Inmate sentenced out of Putnam County victim in apparent Plainfield homicide

Thursday, December 15, 2016

PLAINFIELD -- A 48-year-old former Putnam County man died early Thursday of injuries suffered in an apparent altercation at the Plainfield Correctional Facility.

Curtis Cash

The death of inmate Curtis E. Cash, formerly of Bainbridge and Indianapolis, is being treated as a homicide by the facility, authorities said.

Prison officials said Cash was found in his cell shortly after 6 a.m., reportedly in respiratory distress from an apparent physical altercation. Staff at the facility initiated life-saving procedures until emergency medical personnel could arrive.

Cash was transported to Hendricks Regional Health in Danville and later transferred to Methodist Hospital, where he was pronounced dead by the Marion County coroner at 1:13 p.m.

"We have word of some sort of head injury ... blunt-force trauma to the head," Plainfield Correctional Facility public information officer Ray Kinison told the Banner Graphic. "At this time we don't know what all his injuries were."

Authorities have persons of interest being looked at, Kinison also confirmed, stopping short of naming suspects. Likewise, no motive has yet been identified in the case.

Cash had been sentenced out of Putnam County for a 2010 burglary. He carried a projected Department of Correction release date of May 5, 2018.

In July 14, 2010 plea agreement, Cash pleaded guilty to a Class B felony count of burglary and the state dismissed an accompanying felony theft charge.

Putnam Circuit Court Judge Matt Headley sentenced Cash -- who was residing in Bainbridge at the time according to court records -- to 18 years in the Indiana Department of Correction with 12 years executed and six years suspended.

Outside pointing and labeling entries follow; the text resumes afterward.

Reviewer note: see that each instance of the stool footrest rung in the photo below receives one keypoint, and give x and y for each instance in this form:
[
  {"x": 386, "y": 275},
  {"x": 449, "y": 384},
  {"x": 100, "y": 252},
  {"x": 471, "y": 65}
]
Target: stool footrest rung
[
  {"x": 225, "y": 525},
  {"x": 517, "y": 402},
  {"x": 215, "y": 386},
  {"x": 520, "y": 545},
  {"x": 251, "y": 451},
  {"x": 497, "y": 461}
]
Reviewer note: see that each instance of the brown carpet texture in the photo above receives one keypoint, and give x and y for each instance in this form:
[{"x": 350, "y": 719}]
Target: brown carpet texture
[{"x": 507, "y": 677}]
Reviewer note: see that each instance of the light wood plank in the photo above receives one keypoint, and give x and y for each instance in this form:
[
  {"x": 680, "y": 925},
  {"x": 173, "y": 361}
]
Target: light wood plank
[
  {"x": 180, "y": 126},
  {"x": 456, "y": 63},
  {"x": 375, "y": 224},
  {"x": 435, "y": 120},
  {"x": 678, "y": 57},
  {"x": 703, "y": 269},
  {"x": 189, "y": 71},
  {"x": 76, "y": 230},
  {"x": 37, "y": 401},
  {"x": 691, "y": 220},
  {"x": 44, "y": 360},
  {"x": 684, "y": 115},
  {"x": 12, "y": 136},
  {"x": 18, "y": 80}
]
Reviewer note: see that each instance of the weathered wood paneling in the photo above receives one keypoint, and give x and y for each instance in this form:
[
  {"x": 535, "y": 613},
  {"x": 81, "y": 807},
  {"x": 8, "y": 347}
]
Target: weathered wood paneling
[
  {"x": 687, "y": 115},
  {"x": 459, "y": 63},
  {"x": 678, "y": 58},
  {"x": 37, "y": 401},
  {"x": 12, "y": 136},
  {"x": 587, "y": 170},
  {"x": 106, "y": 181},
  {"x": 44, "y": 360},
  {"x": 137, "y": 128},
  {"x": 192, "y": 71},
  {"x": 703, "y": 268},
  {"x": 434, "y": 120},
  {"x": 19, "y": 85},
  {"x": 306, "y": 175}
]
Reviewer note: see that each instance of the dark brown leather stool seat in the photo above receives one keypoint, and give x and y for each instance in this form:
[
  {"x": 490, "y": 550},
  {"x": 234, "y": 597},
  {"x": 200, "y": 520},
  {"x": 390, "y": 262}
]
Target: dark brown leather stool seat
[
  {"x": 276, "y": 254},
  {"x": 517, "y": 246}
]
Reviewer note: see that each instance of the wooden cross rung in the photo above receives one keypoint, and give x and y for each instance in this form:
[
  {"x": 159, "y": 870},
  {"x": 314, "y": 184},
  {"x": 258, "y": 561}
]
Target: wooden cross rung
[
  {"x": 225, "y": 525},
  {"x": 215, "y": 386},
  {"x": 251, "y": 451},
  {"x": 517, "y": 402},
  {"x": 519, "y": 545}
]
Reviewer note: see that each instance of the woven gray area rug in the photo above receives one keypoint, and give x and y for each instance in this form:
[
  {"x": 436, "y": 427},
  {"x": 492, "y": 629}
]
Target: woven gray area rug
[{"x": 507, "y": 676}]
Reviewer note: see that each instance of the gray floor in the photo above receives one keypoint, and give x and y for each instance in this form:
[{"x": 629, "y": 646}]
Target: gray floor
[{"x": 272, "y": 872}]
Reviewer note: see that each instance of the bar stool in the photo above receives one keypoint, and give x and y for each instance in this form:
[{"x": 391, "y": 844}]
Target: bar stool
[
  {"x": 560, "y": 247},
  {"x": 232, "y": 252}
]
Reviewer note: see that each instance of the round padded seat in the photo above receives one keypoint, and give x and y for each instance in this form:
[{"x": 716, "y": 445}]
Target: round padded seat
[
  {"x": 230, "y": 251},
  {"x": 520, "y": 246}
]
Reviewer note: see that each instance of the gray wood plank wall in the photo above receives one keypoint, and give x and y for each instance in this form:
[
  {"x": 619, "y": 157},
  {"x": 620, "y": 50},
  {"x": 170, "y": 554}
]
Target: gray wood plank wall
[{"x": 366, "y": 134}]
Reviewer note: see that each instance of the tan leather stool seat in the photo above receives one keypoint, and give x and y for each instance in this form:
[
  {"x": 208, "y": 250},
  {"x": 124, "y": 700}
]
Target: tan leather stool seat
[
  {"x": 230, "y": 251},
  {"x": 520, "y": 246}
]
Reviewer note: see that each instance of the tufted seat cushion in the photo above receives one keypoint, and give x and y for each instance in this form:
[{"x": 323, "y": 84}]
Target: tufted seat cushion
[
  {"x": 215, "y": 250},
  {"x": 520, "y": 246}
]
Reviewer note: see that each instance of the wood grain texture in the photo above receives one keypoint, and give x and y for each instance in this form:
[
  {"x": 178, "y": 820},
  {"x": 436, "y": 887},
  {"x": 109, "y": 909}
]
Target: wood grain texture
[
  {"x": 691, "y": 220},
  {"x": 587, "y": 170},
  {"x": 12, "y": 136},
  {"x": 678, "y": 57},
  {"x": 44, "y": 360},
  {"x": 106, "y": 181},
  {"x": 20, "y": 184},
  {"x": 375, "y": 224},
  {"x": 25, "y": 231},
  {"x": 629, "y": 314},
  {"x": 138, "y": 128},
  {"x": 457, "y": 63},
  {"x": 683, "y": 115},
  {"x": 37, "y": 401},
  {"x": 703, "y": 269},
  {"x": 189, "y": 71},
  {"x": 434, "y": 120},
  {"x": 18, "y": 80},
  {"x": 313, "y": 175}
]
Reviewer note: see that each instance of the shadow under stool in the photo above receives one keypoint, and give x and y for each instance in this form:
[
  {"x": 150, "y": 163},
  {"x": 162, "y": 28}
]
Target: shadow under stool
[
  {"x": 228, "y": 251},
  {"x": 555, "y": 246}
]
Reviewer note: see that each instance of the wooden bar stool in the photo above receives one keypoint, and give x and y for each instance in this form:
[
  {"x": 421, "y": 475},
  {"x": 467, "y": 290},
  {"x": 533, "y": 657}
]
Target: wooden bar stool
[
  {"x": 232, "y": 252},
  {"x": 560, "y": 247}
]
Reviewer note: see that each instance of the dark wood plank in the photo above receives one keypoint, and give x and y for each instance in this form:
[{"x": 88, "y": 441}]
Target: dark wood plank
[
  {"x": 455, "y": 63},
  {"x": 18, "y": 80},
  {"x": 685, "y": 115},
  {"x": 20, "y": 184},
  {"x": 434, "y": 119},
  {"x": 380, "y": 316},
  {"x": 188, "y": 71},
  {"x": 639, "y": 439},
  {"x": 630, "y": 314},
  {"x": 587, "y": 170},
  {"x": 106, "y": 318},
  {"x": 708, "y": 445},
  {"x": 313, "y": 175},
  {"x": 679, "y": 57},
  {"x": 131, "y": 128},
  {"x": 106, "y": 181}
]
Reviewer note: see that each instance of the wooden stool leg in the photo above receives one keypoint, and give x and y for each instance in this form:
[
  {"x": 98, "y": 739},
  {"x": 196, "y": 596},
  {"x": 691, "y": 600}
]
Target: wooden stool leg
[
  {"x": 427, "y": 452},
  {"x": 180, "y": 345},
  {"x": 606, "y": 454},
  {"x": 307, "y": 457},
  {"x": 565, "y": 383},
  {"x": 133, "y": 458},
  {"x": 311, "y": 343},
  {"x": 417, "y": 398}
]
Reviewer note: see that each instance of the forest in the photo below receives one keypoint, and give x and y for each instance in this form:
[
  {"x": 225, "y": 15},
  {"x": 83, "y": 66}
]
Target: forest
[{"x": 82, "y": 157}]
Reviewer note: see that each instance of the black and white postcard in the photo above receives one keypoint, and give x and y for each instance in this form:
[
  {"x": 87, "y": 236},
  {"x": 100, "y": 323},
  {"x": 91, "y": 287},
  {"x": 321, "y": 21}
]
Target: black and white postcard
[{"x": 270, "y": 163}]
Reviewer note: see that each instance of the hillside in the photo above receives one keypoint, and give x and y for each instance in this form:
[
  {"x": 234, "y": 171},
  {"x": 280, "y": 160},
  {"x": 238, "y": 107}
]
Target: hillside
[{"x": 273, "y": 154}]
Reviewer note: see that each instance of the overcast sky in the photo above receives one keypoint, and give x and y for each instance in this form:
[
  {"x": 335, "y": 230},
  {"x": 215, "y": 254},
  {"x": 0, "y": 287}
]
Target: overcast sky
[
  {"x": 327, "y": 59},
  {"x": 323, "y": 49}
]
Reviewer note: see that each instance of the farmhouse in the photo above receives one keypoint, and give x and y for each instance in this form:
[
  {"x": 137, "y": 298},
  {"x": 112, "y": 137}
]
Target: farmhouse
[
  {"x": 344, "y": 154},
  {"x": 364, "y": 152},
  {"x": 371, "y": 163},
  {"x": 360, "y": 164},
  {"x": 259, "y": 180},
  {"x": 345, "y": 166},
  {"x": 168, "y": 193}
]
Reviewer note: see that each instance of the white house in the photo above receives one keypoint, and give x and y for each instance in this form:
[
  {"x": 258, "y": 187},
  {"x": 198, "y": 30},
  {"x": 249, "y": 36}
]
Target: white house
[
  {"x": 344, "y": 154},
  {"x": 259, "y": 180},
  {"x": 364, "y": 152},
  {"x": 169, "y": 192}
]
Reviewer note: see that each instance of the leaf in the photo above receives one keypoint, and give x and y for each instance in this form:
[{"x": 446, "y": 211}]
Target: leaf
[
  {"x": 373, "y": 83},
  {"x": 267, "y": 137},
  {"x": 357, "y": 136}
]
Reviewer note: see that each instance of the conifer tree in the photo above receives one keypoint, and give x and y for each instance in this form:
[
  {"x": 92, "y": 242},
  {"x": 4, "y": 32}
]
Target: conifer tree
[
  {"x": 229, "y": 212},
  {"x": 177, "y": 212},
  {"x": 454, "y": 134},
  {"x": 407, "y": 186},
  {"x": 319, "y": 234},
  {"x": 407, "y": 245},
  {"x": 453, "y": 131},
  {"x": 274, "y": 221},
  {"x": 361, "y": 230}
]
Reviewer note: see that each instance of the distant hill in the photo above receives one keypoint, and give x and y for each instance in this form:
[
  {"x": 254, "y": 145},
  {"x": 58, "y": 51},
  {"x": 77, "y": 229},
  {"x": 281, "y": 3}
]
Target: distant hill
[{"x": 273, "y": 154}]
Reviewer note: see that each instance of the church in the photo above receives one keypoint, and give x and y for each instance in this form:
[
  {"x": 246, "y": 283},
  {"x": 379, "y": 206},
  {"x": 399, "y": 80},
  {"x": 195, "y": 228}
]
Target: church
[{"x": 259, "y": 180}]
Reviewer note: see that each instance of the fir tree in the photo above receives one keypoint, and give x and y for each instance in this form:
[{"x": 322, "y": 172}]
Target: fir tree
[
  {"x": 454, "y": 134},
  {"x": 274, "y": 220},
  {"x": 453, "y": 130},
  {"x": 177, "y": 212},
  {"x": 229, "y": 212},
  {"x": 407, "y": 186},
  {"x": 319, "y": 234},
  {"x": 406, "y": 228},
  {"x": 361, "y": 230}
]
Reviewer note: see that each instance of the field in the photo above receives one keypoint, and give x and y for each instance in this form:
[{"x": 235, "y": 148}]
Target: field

Thursday's potential homicide remains under investigation by the Plainfield facility's Information and Intelligence Office and the Indiana State Police. An autopsy and toxicology testing will be conducted by the Marion County coroner.

Cash was not known to have been involved in any prior physical altercations, Public information officer Kinison said, "nothing violent, nothing out of the ordinary."

Kinison said a violent death "is a very rare occurrence" at the facility, which opened in 1964 as a medium-security unit.

Employed at the Plainfield facility for 10 years, Kinison said no such prior inmate deaths have occurred during that time.

"We are a medical facility, so we have inmates that have passed from natural causes," he noted, "but nothing has occurred of a violent nature for many years."

The Plainfield facility is currently overseen by Supt. Stanley Knight, former head of the Putnamville Correctional Facility.